Fine Tuning of the Cation Affinity of Artificial Receptors Based on Cyclic Peptides by Intramolecular Conformational Control

Abstract

A series of cyclic hexapeptides consisting of alternating 4-substituted 3-aminobenzoic acid units (R = CH3, Cl, CH2OCH3, OCH3, COOCH3) and residues of the natural amino acid proline has been prepared and their ion affinities have been investigated. Whereas the unsubstituted parent compound (R = H) is able to bind cations through cation−π interactions with the aromatic subunits, as well as anions through hydrogen bonding with the peptide NH groups, the introduction of substituents at the 4-positions of the aromatic rings results in complete loss of the anion affinity.
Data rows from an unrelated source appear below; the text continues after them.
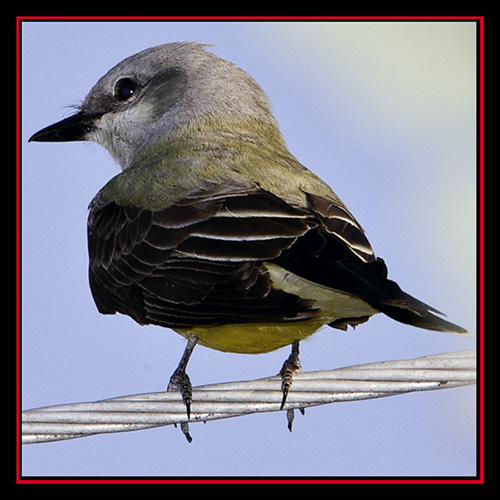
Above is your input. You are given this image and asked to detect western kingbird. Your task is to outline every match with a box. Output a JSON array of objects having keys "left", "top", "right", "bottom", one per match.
[{"left": 30, "top": 43, "right": 466, "bottom": 440}]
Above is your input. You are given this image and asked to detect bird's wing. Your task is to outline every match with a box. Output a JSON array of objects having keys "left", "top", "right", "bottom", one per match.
[
  {"left": 88, "top": 185, "right": 464, "bottom": 332},
  {"left": 88, "top": 182, "right": 316, "bottom": 328}
]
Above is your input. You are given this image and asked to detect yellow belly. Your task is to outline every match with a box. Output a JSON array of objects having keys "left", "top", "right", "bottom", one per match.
[
  {"left": 176, "top": 263, "right": 378, "bottom": 354},
  {"left": 176, "top": 318, "right": 325, "bottom": 354}
]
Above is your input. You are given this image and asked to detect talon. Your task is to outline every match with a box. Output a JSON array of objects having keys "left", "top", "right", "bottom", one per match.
[
  {"left": 167, "top": 335, "right": 198, "bottom": 420},
  {"left": 280, "top": 342, "right": 301, "bottom": 408},
  {"left": 286, "top": 410, "right": 295, "bottom": 432},
  {"left": 181, "top": 422, "right": 193, "bottom": 443},
  {"left": 167, "top": 369, "right": 193, "bottom": 418}
]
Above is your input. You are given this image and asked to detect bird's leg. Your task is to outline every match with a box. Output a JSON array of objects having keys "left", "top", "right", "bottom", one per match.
[
  {"left": 279, "top": 342, "right": 304, "bottom": 432},
  {"left": 280, "top": 342, "right": 301, "bottom": 410},
  {"left": 167, "top": 335, "right": 198, "bottom": 422}
]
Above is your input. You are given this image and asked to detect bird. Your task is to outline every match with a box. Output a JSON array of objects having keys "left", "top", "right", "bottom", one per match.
[{"left": 29, "top": 42, "right": 467, "bottom": 441}]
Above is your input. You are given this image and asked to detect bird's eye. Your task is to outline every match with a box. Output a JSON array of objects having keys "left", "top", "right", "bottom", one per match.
[{"left": 115, "top": 78, "right": 139, "bottom": 101}]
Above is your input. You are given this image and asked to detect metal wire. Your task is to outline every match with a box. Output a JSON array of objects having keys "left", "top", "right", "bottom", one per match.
[{"left": 22, "top": 350, "right": 476, "bottom": 444}]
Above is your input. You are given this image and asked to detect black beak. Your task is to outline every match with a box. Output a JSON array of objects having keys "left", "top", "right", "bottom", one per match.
[{"left": 29, "top": 111, "right": 101, "bottom": 142}]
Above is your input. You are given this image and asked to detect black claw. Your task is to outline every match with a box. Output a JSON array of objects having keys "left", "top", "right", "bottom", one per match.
[
  {"left": 167, "top": 369, "right": 193, "bottom": 418},
  {"left": 280, "top": 342, "right": 301, "bottom": 410}
]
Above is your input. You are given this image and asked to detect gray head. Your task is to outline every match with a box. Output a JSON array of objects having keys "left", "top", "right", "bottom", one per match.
[{"left": 30, "top": 42, "right": 276, "bottom": 168}]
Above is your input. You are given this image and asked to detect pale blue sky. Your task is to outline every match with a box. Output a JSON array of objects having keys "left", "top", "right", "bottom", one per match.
[{"left": 22, "top": 22, "right": 476, "bottom": 476}]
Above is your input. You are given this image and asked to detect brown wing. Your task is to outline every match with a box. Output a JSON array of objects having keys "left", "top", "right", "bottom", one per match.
[{"left": 88, "top": 184, "right": 316, "bottom": 328}]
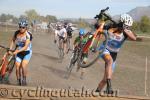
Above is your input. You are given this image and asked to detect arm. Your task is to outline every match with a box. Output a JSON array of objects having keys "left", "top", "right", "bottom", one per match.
[
  {"left": 13, "top": 39, "right": 31, "bottom": 55},
  {"left": 124, "top": 29, "right": 136, "bottom": 41}
]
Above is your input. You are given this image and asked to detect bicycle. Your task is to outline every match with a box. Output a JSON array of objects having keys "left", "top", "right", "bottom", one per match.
[
  {"left": 55, "top": 39, "right": 64, "bottom": 62},
  {"left": 67, "top": 36, "right": 71, "bottom": 53},
  {"left": 0, "top": 45, "right": 15, "bottom": 83},
  {"left": 65, "top": 41, "right": 84, "bottom": 79},
  {"left": 78, "top": 7, "right": 116, "bottom": 68}
]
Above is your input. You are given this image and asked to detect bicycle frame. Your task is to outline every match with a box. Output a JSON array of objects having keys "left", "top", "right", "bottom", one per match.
[{"left": 0, "top": 45, "right": 17, "bottom": 77}]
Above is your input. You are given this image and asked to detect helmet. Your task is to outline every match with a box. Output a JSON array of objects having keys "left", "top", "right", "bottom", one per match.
[
  {"left": 68, "top": 23, "right": 72, "bottom": 27},
  {"left": 18, "top": 19, "right": 28, "bottom": 27},
  {"left": 120, "top": 14, "right": 133, "bottom": 26},
  {"left": 64, "top": 22, "right": 68, "bottom": 28},
  {"left": 79, "top": 29, "right": 85, "bottom": 36},
  {"left": 56, "top": 23, "right": 62, "bottom": 30}
]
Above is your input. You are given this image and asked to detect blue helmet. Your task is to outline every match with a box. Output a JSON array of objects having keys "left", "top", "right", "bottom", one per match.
[
  {"left": 79, "top": 29, "right": 85, "bottom": 36},
  {"left": 18, "top": 19, "right": 28, "bottom": 27}
]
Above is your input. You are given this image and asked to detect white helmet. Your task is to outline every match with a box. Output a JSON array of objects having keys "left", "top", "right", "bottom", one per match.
[
  {"left": 120, "top": 14, "right": 133, "bottom": 26},
  {"left": 68, "top": 23, "right": 72, "bottom": 27}
]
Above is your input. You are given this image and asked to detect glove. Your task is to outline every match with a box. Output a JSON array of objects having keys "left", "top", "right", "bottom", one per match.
[{"left": 54, "top": 40, "right": 57, "bottom": 43}]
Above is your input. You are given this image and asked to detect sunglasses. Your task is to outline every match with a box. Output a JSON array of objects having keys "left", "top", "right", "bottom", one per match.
[{"left": 19, "top": 26, "right": 26, "bottom": 29}]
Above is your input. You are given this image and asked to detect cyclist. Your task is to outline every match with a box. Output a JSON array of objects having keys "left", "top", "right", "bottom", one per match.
[
  {"left": 54, "top": 24, "right": 67, "bottom": 53},
  {"left": 96, "top": 14, "right": 136, "bottom": 94},
  {"left": 10, "top": 19, "right": 32, "bottom": 85},
  {"left": 64, "top": 23, "right": 73, "bottom": 51},
  {"left": 73, "top": 29, "right": 89, "bottom": 79}
]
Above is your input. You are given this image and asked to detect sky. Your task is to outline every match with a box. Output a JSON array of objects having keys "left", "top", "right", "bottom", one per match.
[{"left": 0, "top": 0, "right": 150, "bottom": 18}]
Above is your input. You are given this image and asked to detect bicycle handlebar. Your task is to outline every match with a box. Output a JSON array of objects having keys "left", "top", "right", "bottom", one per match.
[
  {"left": 94, "top": 7, "right": 117, "bottom": 24},
  {"left": 0, "top": 45, "right": 15, "bottom": 52}
]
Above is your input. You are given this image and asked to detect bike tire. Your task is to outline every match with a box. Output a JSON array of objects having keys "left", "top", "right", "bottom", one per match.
[
  {"left": 4, "top": 56, "right": 16, "bottom": 83},
  {"left": 77, "top": 32, "right": 108, "bottom": 68},
  {"left": 66, "top": 51, "right": 78, "bottom": 79}
]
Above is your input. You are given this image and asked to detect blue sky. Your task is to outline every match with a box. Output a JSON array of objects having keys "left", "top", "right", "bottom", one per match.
[{"left": 0, "top": 0, "right": 150, "bottom": 18}]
The cation complex stabilities depend on the substituents and cover a wide range from Ka = 140 M−1 for R = CH3 to Ka = 10800 M−1 for R = COOCH3 (Ka = 1260 M−1 for R = H) with n-butyltrimethylammonium picrate. The conformations of the peptides in solution have been determined by one- and two-dimensional NMR techniques and FT-IR spectroscopy. It was found that all the substituents prevent the peptides from adopting the necessary conformation for anion binding. For one receptor (R = OCH3), the results have been corroborated by a crystal structure determination. AM1 calculations have been used to estimate the electrostatic potential surfaces of the substituted aromatic subunits. The variation in the cation complex stabilities can be mainly attributed to the effects of the substituents on the solution conformations of the peptides. The influence of the substituents on the electrostatic potentials of the aromatic peptide subunits appears to be less important.